Harvinder Saluja's Springboot, OCI AWS, API, EIA, EISA, Data Science/Engineering and Dev/Ops BLOG

This BLOG focuses on "hands on approach" around AWS, OCI Oracle Cloud Infrastructure, Dev/Ops, MicroServices, OKTA, Oracle Fusion Middleware, Oracle Service Bus, Oracle AIA, Oracle SOA Suite, Oracle SOA Cloud/Developer Cloud, Oracle Identity Management including OID, OAM, OIM, OSSO, Oracle Big Data, WLST Scripts and Oracle Edifecs B2B Engine for HIPAA/HL7/X12/EDIFACT EDI., Kafka, Spark, Spring Boot, DevOps, AWS, GCP and Oracle Cloud

Friday, May 5, 2017

Installation of Apache Spark on Windows 10

Apache Spark is an open-source cluster-computing framework. Originally developed at the University of California, Berkeley's AMPLab, the Spark codebase was later donated to the Apache Software Foundation, which has maintained it since. Spark provides an interface for programming entire clusters with implicit data parallelism and fault-tolerance.

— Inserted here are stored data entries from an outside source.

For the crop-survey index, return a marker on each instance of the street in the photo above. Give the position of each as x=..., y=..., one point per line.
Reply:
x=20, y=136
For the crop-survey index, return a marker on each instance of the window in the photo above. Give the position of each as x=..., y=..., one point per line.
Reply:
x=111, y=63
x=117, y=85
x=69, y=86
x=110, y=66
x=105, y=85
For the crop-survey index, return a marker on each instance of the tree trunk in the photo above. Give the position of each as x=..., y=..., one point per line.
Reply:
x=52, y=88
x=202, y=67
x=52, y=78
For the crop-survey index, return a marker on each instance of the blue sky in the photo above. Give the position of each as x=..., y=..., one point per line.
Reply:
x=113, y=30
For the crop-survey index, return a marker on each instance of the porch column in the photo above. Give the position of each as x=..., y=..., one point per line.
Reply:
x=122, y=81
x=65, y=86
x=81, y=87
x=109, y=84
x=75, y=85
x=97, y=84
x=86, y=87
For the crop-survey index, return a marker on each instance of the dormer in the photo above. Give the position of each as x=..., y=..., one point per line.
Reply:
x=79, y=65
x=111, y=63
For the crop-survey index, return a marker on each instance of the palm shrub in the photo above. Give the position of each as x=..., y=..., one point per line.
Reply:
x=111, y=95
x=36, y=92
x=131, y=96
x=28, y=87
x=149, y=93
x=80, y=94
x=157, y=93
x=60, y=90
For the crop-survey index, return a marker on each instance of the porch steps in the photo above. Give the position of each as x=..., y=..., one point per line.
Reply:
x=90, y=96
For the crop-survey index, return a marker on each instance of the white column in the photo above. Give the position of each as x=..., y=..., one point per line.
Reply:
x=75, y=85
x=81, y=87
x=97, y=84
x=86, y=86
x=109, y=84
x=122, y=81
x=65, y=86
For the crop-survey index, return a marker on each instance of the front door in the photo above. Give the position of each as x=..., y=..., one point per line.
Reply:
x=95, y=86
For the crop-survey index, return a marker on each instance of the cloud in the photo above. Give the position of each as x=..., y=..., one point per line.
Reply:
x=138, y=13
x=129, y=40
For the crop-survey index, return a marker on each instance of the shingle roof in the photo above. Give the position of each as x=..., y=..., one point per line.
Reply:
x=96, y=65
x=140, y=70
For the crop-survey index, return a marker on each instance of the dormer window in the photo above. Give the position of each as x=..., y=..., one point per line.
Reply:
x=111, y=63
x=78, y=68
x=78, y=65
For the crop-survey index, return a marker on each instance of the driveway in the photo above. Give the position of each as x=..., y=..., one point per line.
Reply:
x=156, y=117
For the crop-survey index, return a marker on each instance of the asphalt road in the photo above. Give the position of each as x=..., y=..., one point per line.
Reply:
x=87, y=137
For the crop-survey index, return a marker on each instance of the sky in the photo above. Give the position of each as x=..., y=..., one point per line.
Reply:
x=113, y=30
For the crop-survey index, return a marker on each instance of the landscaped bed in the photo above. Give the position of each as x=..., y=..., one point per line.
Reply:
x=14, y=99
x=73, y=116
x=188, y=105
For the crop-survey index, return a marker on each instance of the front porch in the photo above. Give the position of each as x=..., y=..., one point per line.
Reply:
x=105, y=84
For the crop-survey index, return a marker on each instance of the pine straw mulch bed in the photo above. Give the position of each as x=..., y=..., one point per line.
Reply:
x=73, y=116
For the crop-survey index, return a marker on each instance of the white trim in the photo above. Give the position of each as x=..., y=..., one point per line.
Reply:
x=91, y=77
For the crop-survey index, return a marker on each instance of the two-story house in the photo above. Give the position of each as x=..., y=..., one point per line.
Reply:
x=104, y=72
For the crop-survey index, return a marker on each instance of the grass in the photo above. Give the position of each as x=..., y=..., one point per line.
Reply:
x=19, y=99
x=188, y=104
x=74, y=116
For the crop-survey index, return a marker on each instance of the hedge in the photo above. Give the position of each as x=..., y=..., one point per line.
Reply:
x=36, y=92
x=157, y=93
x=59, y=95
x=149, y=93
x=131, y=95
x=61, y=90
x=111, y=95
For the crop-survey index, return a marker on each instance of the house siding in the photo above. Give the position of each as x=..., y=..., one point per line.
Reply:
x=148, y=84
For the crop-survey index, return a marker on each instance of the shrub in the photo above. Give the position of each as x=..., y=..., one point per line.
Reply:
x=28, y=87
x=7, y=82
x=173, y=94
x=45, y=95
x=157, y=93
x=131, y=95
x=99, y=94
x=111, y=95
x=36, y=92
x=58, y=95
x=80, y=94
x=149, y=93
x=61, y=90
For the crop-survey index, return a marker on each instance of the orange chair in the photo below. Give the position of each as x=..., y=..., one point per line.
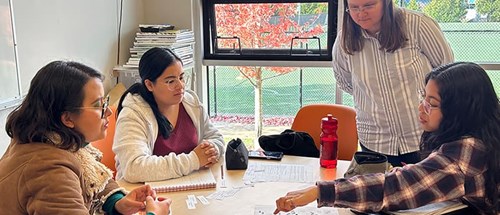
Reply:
x=309, y=117
x=105, y=145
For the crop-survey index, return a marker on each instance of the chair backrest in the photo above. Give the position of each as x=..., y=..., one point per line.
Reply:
x=105, y=145
x=309, y=117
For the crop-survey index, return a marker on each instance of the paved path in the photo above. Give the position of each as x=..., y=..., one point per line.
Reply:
x=245, y=131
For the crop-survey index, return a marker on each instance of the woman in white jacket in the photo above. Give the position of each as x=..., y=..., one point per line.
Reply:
x=162, y=130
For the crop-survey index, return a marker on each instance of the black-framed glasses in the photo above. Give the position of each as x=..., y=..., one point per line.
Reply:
x=425, y=104
x=104, y=104
x=356, y=10
x=174, y=83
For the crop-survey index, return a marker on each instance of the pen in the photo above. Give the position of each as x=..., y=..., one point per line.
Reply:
x=222, y=172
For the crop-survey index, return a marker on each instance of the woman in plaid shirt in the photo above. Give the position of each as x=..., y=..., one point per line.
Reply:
x=460, y=115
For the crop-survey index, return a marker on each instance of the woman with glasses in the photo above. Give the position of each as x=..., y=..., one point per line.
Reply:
x=460, y=116
x=380, y=57
x=162, y=129
x=49, y=166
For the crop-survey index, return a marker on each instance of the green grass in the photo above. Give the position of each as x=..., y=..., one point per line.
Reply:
x=478, y=42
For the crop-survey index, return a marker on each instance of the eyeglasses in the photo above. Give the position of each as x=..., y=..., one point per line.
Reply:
x=173, y=83
x=356, y=10
x=103, y=105
x=426, y=105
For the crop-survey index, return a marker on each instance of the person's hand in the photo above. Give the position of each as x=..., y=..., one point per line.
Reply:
x=200, y=152
x=134, y=201
x=211, y=152
x=207, y=154
x=160, y=207
x=296, y=199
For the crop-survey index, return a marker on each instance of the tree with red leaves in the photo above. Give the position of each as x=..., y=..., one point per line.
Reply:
x=261, y=26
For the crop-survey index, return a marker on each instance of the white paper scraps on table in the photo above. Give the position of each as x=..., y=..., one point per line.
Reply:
x=203, y=200
x=259, y=172
x=223, y=183
x=190, y=204
x=222, y=194
x=192, y=199
x=307, y=210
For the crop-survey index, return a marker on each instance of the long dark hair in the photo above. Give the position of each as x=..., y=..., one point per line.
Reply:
x=55, y=87
x=152, y=64
x=392, y=35
x=470, y=107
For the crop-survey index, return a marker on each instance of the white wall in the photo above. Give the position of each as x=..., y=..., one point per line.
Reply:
x=176, y=12
x=80, y=30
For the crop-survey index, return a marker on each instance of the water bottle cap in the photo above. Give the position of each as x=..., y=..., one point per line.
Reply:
x=329, y=120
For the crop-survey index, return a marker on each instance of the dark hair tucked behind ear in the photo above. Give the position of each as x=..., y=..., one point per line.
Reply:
x=152, y=64
x=55, y=87
x=470, y=107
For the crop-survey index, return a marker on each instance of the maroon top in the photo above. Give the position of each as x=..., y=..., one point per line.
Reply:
x=183, y=139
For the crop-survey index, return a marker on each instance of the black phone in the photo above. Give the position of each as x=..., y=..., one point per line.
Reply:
x=268, y=155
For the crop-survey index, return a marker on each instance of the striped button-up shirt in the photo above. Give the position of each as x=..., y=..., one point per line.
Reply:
x=384, y=85
x=456, y=170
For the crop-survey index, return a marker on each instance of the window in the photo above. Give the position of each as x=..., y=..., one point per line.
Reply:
x=285, y=30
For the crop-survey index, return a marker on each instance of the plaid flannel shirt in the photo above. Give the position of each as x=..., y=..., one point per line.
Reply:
x=456, y=170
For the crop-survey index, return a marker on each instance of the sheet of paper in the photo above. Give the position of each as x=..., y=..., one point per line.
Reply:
x=269, y=209
x=259, y=172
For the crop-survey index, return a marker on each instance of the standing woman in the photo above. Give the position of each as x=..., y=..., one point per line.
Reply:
x=162, y=129
x=49, y=166
x=462, y=139
x=380, y=57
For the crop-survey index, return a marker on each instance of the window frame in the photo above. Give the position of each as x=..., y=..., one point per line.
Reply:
x=209, y=35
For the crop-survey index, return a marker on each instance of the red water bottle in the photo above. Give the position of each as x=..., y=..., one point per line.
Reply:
x=329, y=142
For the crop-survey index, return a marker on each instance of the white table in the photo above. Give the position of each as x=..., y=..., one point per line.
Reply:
x=245, y=200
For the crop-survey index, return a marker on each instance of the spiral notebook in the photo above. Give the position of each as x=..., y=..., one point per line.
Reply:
x=200, y=179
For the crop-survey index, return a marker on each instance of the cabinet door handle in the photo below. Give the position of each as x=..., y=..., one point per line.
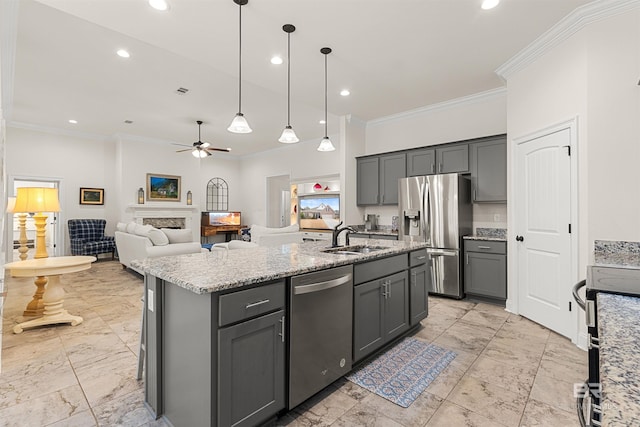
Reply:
x=281, y=334
x=255, y=304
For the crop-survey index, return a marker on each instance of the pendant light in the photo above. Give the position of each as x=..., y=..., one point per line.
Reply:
x=288, y=135
x=239, y=124
x=325, y=144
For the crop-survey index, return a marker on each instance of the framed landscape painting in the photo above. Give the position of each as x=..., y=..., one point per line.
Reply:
x=163, y=188
x=91, y=196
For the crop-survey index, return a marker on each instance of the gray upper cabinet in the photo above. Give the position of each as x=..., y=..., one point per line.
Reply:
x=392, y=168
x=421, y=162
x=489, y=170
x=377, y=179
x=453, y=158
x=368, y=181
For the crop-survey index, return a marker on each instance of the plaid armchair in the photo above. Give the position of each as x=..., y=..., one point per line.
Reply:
x=87, y=237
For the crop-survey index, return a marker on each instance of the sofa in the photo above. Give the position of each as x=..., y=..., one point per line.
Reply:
x=267, y=236
x=136, y=241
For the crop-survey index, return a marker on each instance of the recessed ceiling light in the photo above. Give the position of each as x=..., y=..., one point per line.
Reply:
x=489, y=4
x=161, y=5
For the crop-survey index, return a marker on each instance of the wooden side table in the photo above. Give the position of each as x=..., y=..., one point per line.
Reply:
x=53, y=296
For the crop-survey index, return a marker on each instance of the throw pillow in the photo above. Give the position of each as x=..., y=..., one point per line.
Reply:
x=131, y=227
x=183, y=235
x=157, y=237
x=142, y=230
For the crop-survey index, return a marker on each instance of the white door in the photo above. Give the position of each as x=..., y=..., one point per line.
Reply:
x=543, y=215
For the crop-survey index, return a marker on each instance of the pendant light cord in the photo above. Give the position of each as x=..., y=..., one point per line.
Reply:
x=325, y=96
x=288, y=79
x=240, y=60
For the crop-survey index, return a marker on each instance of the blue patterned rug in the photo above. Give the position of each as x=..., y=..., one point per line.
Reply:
x=404, y=371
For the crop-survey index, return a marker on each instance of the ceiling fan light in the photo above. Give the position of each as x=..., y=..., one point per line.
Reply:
x=239, y=125
x=288, y=136
x=326, y=145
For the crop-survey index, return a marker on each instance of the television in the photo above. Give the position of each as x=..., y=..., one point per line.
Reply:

Please follow following instructions on installation Apache Spark on Windows 10.

Prerequisites:

Please ensure that you have installed JDK 1.8 or above on your environment.

Steps:

Installation of Scala 2.12.2

Please Install Scala after downloading it.
Scala can be downloaded from here.
Download will give you a .msi file. Follow instructions and install Scala

Installation of Spark

Spark Can be downloaded from here
I am choosing version 2.1.1 prebuit for Hadoop. Please note, I shall be running this without Hadoop.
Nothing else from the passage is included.